Thread: Ye olde "relation doesn't quite exist" problem

Ye olde "relation doesn't quite exist" problem

From
Tom Lane
Date:
I just gave an incorrect answer on pgsql-interfaces concerning the
following bug, which has been around for quite a while:

regression=> create table bug1 (f1 int28 primary key);
NOTICE:  CREATE TABLE/PRIMARY KEY will create implicit index 'bug1_pkey' for table 'bug1'
ERROR:  Can't find a default operator class for type 22.

-- That's fine, since we have no index support for int28.  But:

regression=> create table bug1 (f1 int28);
ERROR:  Relation 'bug1' already exists

-- Oops.

regression=> drop table bug1;
ERROR:  Relation 'bug1' does not exist

-- Double oops.


I'm pretty sure I recall a discussion to the effect that CREATE TABLE
was failing in this case because pgsql/data/base/dbname/bug1 had already
been created and wasn't deleted at transaction abort.  That may have
been the case in older versions of Postgres, but we seem to have fixed
that problem: with current sources the database file *is* removed at
transaction abort.  Unfortunately the bug still persists :-(.

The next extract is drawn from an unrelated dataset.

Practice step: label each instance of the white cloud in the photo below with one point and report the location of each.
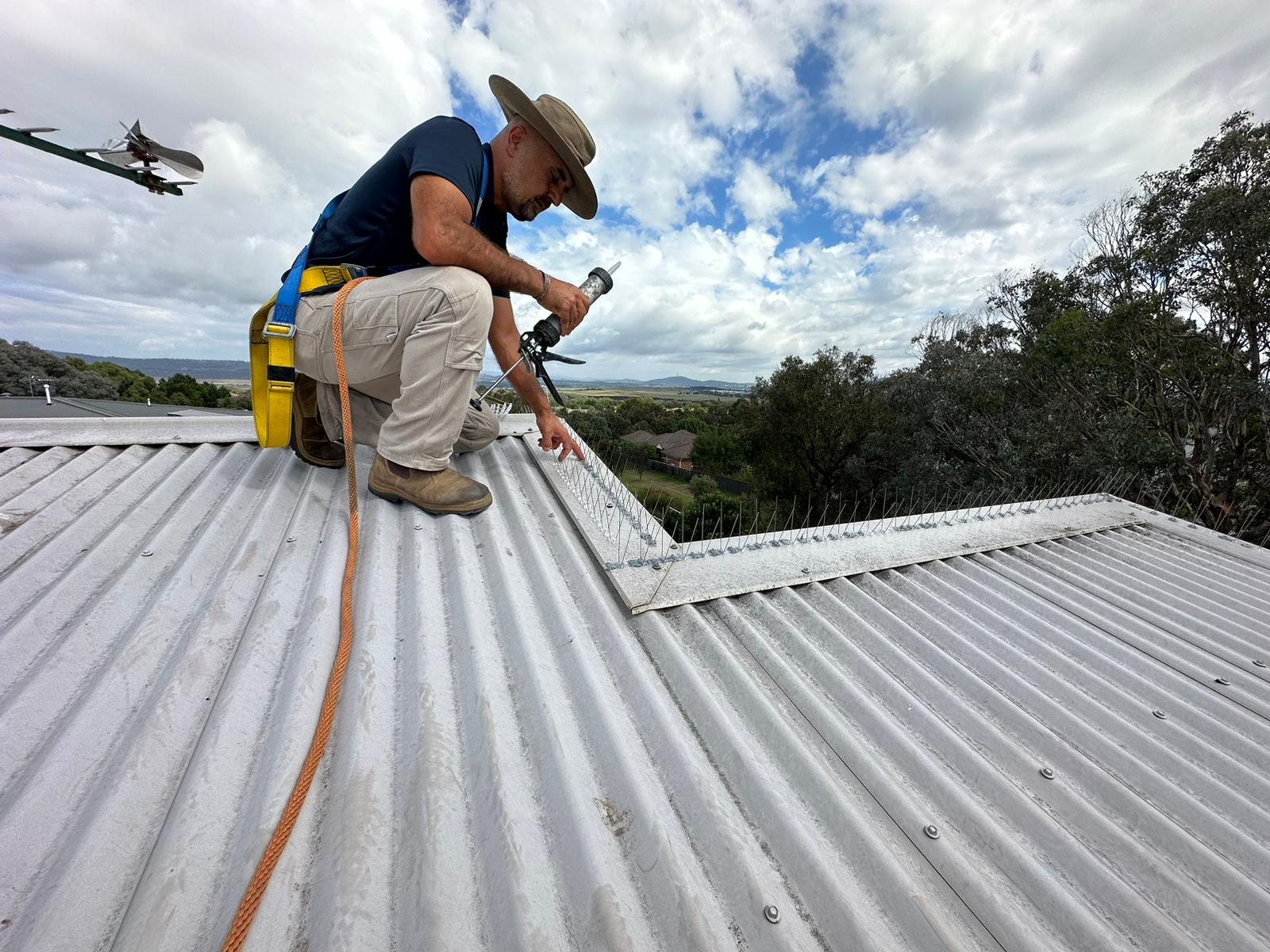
(759, 196)
(999, 126)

Some quick tracing indicates that the reason the second CREATE TABLE
fails is that there's still an entry for bug1 in the system cache: the
search in RelnameFindRelid(),       tuple = SearchSysCacheTuple(RELNAME,
PointerGetDatum(relname),                                  0, 0, 0);
 
is finding an entry!  (If you quit the backend and start a new one,
things go back to normal, since the new backend's relcache doesn't
have the bogus entry.)

So, apparently the real problem is that the relname cache is not cleaned
of bogus entries inserted during a failed transaction.  This strikes me
as a fairly serious problem, especially if it applies to all the
SysCache tables.  That could lead to all kinds of erroneous behavior
after an aborted transaction.  I think this is a "must fix" issue...
        regards, tom lane


Re: [HACKERS] Ye olde "relation doesn't quite exist" problem

From
Bruce Momjian
Date:
> I'm pretty sure I recall a discussion to the effect that CREATE TABLE
> was failing in this case because pgsql/data/base/dbname/bug1 had already
> been created and wasn't deleted at transaction abort.  That may have
> been the case in older versions of Postgres, but we seem to have fixed
> that problem: with current sources the database file *is* removed at
> transaction abort.  Unfortunately the bug still persists :-(.
> 
> Some quick tracing indicates that the reason the second CREATE TABLE
> fails is that there's still an entry for bug1 in the system cache: the
> search in RelnameFindRelid(),
>         tuple = SearchSysCacheTuple(RELNAME,
>                                     PointerGetDatum(relname),
>                                     0, 0, 0);
> is finding an entry!  (If you quit the backend and start a new one,
> things go back to normal, since the new backend's relcache doesn't
> have the bogus entry.)
> 
> So, apparently the real problem is that the relname cache is not cleaned
> of bogus entries inserted during a failed transaction.  This strikes me
> as a fairly serious problem, especially if it applies to all the
> SysCache tables.  That could lead to all kinds of erroneous behavior
> after an aborted transaction.  I think this is a "must fix" issue...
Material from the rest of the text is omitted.